Overlap of intimate social network and sexual network reflect that older men get social support from their sexual partners which helps to maintain their well-being.35–37 Conventionally, Chinese men are supposed to be a ‘giver’ rather than a ‘receiver’.33 34 Older men get little support from intimate social network, even from family members.45 In this study, 52.70% of cases’ intimate social network and sexual network were complete non-overlap, which means they did not receive social support from their sexual networks within the past 3 years. They are not close to their sexual partner, sexual behaviours are mainly commercial heterosexual behaviour (94.59%). At the same time, nearly 80% of controls have close relationships with their sexual partners, and overlap of intimate social network and sexual network help them avoid getting HIV infected.

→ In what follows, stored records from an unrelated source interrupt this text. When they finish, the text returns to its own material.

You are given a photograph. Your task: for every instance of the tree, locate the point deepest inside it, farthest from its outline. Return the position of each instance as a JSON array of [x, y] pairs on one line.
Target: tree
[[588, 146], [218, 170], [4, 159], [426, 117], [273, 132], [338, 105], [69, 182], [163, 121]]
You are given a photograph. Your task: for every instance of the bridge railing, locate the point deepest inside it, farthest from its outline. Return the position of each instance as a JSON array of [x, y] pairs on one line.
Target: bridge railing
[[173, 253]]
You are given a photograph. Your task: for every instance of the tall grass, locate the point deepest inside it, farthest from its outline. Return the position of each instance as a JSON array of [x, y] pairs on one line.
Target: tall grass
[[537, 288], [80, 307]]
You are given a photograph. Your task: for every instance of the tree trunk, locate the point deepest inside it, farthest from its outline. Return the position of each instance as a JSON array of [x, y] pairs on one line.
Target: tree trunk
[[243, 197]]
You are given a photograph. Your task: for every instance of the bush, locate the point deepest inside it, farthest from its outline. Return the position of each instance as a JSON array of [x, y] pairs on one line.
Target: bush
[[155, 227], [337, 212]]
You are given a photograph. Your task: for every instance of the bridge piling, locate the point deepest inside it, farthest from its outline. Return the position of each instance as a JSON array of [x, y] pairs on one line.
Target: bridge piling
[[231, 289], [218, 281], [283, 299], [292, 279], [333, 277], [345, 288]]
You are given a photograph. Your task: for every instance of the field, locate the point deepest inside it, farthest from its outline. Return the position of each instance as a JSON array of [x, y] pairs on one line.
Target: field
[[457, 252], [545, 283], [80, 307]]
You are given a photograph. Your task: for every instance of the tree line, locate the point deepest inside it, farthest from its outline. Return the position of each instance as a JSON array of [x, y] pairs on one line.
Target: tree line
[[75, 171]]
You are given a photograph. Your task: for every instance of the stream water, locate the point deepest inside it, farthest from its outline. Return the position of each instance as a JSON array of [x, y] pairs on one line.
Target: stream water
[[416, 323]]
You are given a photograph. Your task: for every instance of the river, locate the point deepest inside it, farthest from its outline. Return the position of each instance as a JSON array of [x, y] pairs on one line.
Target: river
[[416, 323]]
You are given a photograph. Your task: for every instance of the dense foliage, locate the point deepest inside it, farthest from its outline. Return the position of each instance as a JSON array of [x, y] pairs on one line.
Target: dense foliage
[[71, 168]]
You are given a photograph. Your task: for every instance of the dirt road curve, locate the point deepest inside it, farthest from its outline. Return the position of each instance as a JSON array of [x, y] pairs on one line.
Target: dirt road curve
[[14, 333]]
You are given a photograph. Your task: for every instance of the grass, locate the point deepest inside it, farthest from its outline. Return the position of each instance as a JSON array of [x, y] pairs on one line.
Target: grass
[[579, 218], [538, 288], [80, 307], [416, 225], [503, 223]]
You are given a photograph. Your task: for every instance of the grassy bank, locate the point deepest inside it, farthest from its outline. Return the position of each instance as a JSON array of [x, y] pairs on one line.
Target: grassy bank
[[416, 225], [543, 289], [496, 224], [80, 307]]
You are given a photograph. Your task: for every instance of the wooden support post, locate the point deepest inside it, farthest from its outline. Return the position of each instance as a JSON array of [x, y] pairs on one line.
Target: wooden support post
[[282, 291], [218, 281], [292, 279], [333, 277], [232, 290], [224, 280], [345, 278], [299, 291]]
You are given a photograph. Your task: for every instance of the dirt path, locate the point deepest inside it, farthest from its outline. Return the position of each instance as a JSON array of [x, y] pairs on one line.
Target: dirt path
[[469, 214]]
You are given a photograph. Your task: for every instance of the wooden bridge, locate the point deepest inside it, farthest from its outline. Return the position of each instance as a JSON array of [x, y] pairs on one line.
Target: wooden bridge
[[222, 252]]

It is worth mentioning that we find out that emotional support is protective meanwhile material support only is risky for becoming HIV-positive among older men.38

Therefore, in order to prevent HIV transmission among older men, current comprehensive prevention and control services21 need to be strengthen to provide effective HRHE to access older men effectively, and to help older men to improve condom use, especially visiting FSW and among self-reported homosexual older men. In a conventional patriarchy society, Chinese society needs to reconsider older men as vulnerable ‘older people’ first, then ‘men’. As ‘older people’, increasing intimacy in their sexual relationships is necessary to help them both avoid HIV infection and maintain well-being.35–37

Limitations

In the current study, self-report behaviour information should be noted. In order to reduce report bias, our interviewers were well trained, interviews were conducted in separate rooms and local slang was used.

Moreover, in-depth interviews were conducted by skilled medical staff members from county A CDC for case group, but by well-trained young male interviewers for control group. In order to minimise informational bias due to the different types of interviewers between two groups, interviewers were trained by the same trainers, only well-trained interviewers conducted the in-depth interview and interviewers followed the same procedure.